While personal loans can provide quick access to capital, these personal loans generally come with a very high interest rate. In particular, unsecured personal loans will carry some of the highest interest rates in the debt markets.

Understanding High-Interest Unsecured Personal Loans

Unsecured personal loans provide many individuals with quick access to cash. The interest rates on unsecured personal loans can range from 10% to 36%, depending on your credit score, income, and other outstanding debt obligations.

Unlike secured loans, these loans don’t require you to post collateral before getting the cash. Because the loans have no collateral, they are some of the riskiest loans a lender can make. Once you receive your funds, you can use the proceeds for any purpose. Most individuals use the proceeds to consolidate debts or pay for unforeseen expenses, such as medical bills or home repairs.

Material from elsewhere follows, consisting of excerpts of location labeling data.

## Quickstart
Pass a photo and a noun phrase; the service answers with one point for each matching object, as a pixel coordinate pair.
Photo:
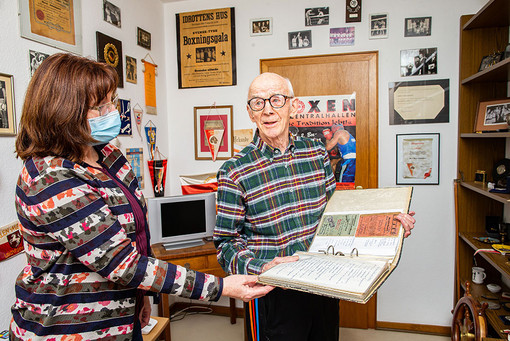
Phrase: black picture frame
(143, 38)
(488, 61)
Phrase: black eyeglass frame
(269, 100)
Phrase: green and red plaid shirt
(269, 204)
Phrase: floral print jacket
(83, 268)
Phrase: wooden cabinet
(480, 35)
(200, 258)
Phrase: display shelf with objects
(481, 35)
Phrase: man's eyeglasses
(277, 101)
(107, 107)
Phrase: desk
(200, 258)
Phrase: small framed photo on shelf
(418, 27)
(418, 159)
(143, 38)
(7, 114)
(490, 60)
(214, 133)
(492, 115)
(261, 26)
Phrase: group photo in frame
(417, 159)
(7, 108)
(492, 115)
(65, 33)
(261, 26)
(214, 125)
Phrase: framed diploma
(418, 159)
(418, 102)
(206, 53)
(214, 133)
(352, 10)
(55, 23)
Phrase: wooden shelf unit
(480, 35)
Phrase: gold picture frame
(7, 108)
(216, 116)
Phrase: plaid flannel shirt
(269, 203)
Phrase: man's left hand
(407, 221)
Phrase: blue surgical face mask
(105, 128)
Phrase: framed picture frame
(417, 27)
(111, 14)
(143, 38)
(488, 61)
(300, 39)
(378, 26)
(261, 26)
(417, 159)
(62, 29)
(418, 102)
(7, 108)
(492, 115)
(214, 118)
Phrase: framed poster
(206, 50)
(109, 51)
(418, 102)
(261, 26)
(217, 118)
(418, 159)
(7, 114)
(418, 27)
(55, 23)
(143, 38)
(378, 26)
(492, 115)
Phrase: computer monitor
(183, 220)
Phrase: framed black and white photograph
(111, 14)
(378, 26)
(300, 39)
(317, 16)
(7, 114)
(492, 115)
(143, 38)
(418, 27)
(36, 58)
(55, 23)
(417, 159)
(261, 26)
(416, 62)
(131, 74)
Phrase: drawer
(194, 263)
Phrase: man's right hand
(279, 260)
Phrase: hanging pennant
(149, 71)
(138, 112)
(150, 135)
(157, 170)
(124, 108)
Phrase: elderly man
(271, 196)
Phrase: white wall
(14, 60)
(421, 289)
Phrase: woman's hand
(244, 287)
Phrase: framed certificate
(55, 23)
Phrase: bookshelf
(480, 35)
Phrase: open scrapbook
(357, 245)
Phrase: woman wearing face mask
(83, 217)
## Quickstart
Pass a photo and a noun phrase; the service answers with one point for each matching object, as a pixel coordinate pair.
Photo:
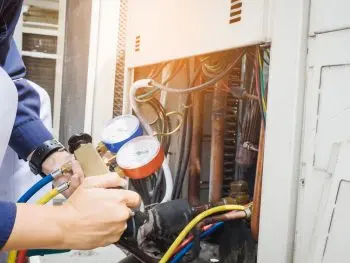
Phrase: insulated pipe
(254, 223)
(196, 147)
(217, 144)
(167, 173)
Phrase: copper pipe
(254, 224)
(217, 144)
(196, 148)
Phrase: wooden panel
(75, 67)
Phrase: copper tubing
(254, 224)
(196, 147)
(217, 144)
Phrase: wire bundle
(192, 224)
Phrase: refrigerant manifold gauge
(140, 157)
(120, 130)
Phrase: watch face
(138, 152)
(120, 129)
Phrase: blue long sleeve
(8, 213)
(28, 132)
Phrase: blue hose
(187, 248)
(35, 188)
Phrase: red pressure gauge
(140, 157)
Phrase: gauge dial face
(138, 152)
(120, 129)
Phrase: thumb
(110, 180)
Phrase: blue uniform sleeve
(29, 131)
(8, 213)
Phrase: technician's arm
(92, 217)
(28, 132)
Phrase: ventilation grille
(137, 44)
(236, 11)
(120, 63)
(40, 43)
(42, 71)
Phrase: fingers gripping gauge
(140, 157)
(120, 130)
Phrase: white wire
(152, 83)
(167, 173)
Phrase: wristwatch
(42, 153)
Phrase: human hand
(96, 216)
(56, 161)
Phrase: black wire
(141, 188)
(185, 139)
(157, 187)
(186, 150)
(196, 249)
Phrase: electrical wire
(150, 82)
(185, 141)
(189, 239)
(178, 256)
(43, 200)
(193, 223)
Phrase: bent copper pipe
(217, 144)
(196, 147)
(254, 223)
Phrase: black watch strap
(42, 153)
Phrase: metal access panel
(162, 30)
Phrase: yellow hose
(43, 200)
(193, 223)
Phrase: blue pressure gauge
(120, 130)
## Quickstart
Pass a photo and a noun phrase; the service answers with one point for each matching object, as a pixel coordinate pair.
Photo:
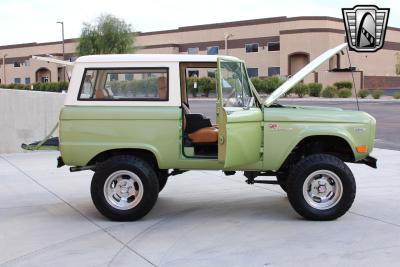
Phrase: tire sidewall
(145, 174)
(295, 189)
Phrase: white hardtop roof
(148, 58)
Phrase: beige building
(270, 46)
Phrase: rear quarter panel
(88, 131)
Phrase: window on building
(272, 71)
(251, 48)
(274, 46)
(113, 77)
(129, 76)
(252, 72)
(212, 50)
(193, 73)
(193, 50)
(334, 62)
(113, 85)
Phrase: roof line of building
(201, 27)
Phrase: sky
(25, 21)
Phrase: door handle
(221, 139)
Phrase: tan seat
(204, 135)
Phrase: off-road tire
(162, 179)
(147, 176)
(307, 166)
(282, 181)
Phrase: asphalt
(202, 218)
(386, 113)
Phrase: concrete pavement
(202, 218)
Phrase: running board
(251, 175)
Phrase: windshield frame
(244, 75)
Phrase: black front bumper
(370, 161)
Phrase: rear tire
(321, 187)
(162, 179)
(282, 181)
(124, 188)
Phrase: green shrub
(205, 85)
(363, 93)
(314, 89)
(343, 84)
(300, 89)
(49, 87)
(344, 93)
(190, 86)
(329, 92)
(257, 83)
(377, 93)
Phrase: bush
(49, 87)
(314, 89)
(343, 84)
(329, 92)
(377, 93)
(205, 85)
(190, 85)
(363, 93)
(257, 83)
(344, 93)
(300, 89)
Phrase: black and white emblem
(365, 27)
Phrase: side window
(125, 84)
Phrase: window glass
(212, 50)
(274, 71)
(235, 87)
(274, 46)
(252, 72)
(251, 48)
(193, 50)
(125, 84)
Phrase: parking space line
(75, 209)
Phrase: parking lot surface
(202, 218)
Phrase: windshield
(234, 84)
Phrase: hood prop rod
(352, 76)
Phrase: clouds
(35, 20)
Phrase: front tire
(124, 188)
(321, 187)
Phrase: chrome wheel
(123, 190)
(322, 189)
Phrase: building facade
(270, 46)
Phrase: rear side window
(125, 84)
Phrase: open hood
(301, 74)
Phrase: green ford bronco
(128, 118)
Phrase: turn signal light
(362, 149)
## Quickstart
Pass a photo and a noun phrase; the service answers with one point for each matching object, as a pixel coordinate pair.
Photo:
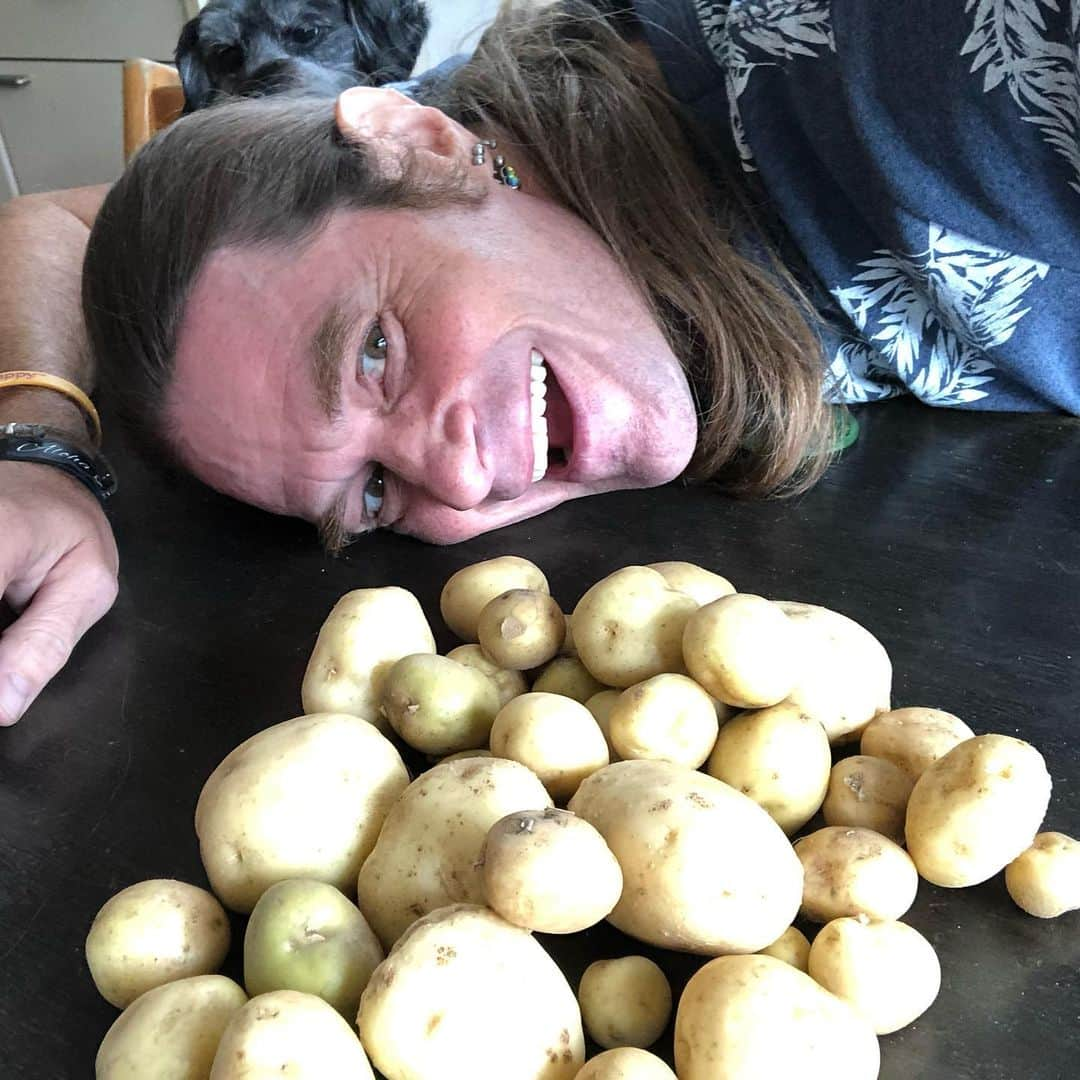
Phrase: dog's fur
(319, 46)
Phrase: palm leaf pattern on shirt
(1012, 46)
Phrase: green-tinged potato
(705, 869)
(170, 1033)
(854, 872)
(977, 808)
(780, 758)
(508, 684)
(1044, 880)
(554, 737)
(428, 853)
(624, 1002)
(365, 634)
(742, 649)
(913, 739)
(629, 626)
(665, 718)
(702, 584)
(304, 798)
(466, 994)
(306, 935)
(755, 1017)
(846, 675)
(437, 705)
(286, 1034)
(568, 676)
(151, 933)
(549, 871)
(473, 588)
(868, 792)
(888, 972)
(792, 946)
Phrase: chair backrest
(152, 99)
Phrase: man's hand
(57, 570)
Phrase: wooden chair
(152, 99)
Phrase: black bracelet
(31, 442)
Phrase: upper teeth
(538, 389)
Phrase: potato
(624, 1002)
(913, 739)
(555, 737)
(701, 584)
(170, 1033)
(151, 933)
(887, 971)
(974, 810)
(549, 871)
(568, 676)
(472, 588)
(629, 626)
(704, 868)
(437, 705)
(854, 872)
(428, 853)
(522, 629)
(304, 798)
(1044, 880)
(466, 994)
(666, 718)
(741, 648)
(365, 634)
(868, 792)
(780, 758)
(306, 935)
(286, 1034)
(751, 1017)
(846, 675)
(792, 946)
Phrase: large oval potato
(974, 810)
(705, 869)
(365, 634)
(428, 853)
(304, 798)
(466, 994)
(751, 1017)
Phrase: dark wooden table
(953, 537)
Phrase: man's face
(385, 373)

Due to the high interest rates, individuals should carefully assess whether an unsecured personal loan is a wise financial decision.

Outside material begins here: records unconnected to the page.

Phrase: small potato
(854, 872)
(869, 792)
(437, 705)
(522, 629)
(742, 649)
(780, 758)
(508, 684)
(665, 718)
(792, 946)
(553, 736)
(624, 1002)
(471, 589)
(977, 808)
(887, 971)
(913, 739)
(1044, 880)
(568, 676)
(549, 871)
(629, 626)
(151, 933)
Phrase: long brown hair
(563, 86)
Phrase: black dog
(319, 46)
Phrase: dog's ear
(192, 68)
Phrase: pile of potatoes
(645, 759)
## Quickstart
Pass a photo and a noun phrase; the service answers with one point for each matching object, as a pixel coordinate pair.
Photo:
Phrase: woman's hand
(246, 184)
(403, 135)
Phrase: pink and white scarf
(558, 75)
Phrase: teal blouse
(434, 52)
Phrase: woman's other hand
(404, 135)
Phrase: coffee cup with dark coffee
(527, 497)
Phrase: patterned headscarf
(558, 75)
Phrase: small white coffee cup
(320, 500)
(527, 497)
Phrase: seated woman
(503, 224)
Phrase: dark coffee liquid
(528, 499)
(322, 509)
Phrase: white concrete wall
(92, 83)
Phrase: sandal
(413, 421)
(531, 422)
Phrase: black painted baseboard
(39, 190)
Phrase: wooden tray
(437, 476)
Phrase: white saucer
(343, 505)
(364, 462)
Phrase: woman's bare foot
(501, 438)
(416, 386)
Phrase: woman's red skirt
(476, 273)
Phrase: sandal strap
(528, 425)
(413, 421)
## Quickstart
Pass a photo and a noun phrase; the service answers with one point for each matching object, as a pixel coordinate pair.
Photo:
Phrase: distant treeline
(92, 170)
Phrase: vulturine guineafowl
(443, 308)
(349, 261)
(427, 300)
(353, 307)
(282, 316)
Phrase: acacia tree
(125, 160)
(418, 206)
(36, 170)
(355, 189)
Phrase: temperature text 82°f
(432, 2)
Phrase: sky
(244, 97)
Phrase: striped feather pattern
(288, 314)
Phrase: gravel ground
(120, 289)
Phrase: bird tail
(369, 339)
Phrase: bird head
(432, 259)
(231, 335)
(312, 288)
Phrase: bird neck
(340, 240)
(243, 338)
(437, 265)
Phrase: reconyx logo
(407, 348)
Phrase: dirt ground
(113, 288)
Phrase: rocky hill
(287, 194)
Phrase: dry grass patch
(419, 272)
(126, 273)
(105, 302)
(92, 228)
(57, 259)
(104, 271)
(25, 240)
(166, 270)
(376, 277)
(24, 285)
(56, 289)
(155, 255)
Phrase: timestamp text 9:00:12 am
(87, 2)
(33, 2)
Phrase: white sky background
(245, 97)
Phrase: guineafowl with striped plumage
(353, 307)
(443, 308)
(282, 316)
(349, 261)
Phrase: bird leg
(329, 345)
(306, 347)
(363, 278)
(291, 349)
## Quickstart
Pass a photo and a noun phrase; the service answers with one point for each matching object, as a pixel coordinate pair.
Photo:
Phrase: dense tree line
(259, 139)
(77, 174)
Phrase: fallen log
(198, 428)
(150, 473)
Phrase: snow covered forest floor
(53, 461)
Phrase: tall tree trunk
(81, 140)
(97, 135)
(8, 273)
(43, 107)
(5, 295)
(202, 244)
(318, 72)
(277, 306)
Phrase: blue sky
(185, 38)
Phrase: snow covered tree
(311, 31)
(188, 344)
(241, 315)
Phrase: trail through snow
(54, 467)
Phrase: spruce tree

Why Some People Consider Borrowing for Investments

There are several reasons why someone might consider taking out a personal loan to fund an investment, particularly if they feel an opportunity is too good to pass up. If you feel an investment opportunity has the potential for exponential returns, then the high interest rates attached to personal loans may be worth the cost.

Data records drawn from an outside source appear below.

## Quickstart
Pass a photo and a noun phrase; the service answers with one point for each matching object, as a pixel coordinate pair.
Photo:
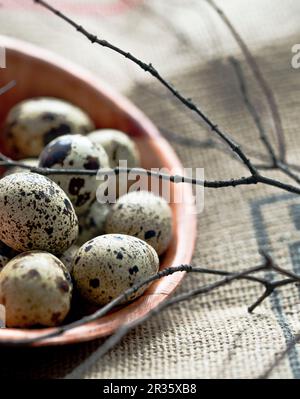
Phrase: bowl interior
(39, 73)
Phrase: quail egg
(110, 264)
(32, 124)
(29, 161)
(75, 152)
(144, 215)
(118, 146)
(6, 254)
(36, 289)
(68, 256)
(35, 213)
(92, 224)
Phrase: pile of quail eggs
(56, 239)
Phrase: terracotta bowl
(39, 73)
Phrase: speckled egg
(75, 152)
(36, 289)
(29, 161)
(69, 255)
(6, 254)
(35, 213)
(118, 147)
(144, 215)
(92, 224)
(110, 264)
(32, 124)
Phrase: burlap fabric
(211, 336)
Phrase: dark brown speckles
(149, 234)
(75, 185)
(62, 285)
(87, 248)
(32, 274)
(55, 153)
(94, 283)
(133, 270)
(49, 230)
(55, 317)
(92, 163)
(55, 132)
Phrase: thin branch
(122, 331)
(275, 163)
(128, 293)
(255, 176)
(252, 110)
(259, 77)
(153, 71)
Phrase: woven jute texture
(211, 336)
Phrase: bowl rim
(186, 234)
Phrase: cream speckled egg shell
(110, 264)
(35, 213)
(35, 289)
(33, 123)
(75, 152)
(92, 224)
(69, 255)
(29, 161)
(144, 215)
(118, 147)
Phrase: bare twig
(255, 177)
(260, 79)
(121, 332)
(275, 162)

For example, assume you are approached with an investment opportunity where the manager expects the investment to triple within three years. The minimum investment is $20,000. You receive an offer for a personal loan of $20,000 with an interest rate of 21%. Even though the interest rate is high, if you’re confident the $20,000 will become $60,000 in three years, then the 21% interest expense might be worth the cost.

U.S. Tax Implications for Personal Loan

Interest expense for U.S. tax purposes falls into one of three categories:

  • Personal Interest Expense
  • Investment Interest Expense
  • Business Interest Expense

In general, personal interest expense on personal loans and credit cards is nondeductible for U.S. taxpayers. The personal interest is not deductible because it is attributed to debts incurred for personal uses and not for business or investment purposes.

Investment interest expense is tax-deductible to the extent a taxpayer has investment income. If you borrow money using a personal loan to fund an investment opportunity, the interest expense may be tax deductible as itemized deductions. The investment interest expense is reported on Form 4952 (Investment Interest Expense Deduction) and Schedule A (Itemized Deductions).

What are the Risks of Using a High-Interest Loan for Investing

The biggest downside to using a high-interest personal loan for investment is the cost of the loan itself. With interest rates ranging anywhere from 10% to 36%, your investment must generate significantly high returns just to cover the interest expense.

For example, the average return on investment (ROI) for the S&P 500 is approximately 10% annually. If you borrow funds using a personal loan with a 21% interest rate and use the proceeds to purchase an S&P 500 index fund, the yearly ROI will be far less than the interest expense. If you invest the funds this way, it would not be a wise financial decision.

In order to generate an ROI exceeding the 21% yearly interest cost, you’ll need to find investments with substantial upside potential. You cannot simply purchase index funds, ETFs, bonds, or other low-risk low-yield investments.

Secured Personal Loans

Some investors have access to secured personal loans to fund new investments. For example, an individual with a substantial stock & bond portfolio could use a Securities Backed Line of Credit (SBLOC) to fund new investment opportunities.

Because the SBLOC uses collateral and is generally available to highly credit-worthy individuals, the interest rates on SBLOCs are far lower than those on unsecured personal loans.

Conclusion on Personal Loan Funded Investments

Using a high-interest personal loan for an investment opportunity may seem tempting, but it carries some risks. The high interest rates attached to personal loans may make the investment unprofitable unless the returns are substantial. Think carefully about both the investment opportunity and how you plan to finance the investment before making any decisions.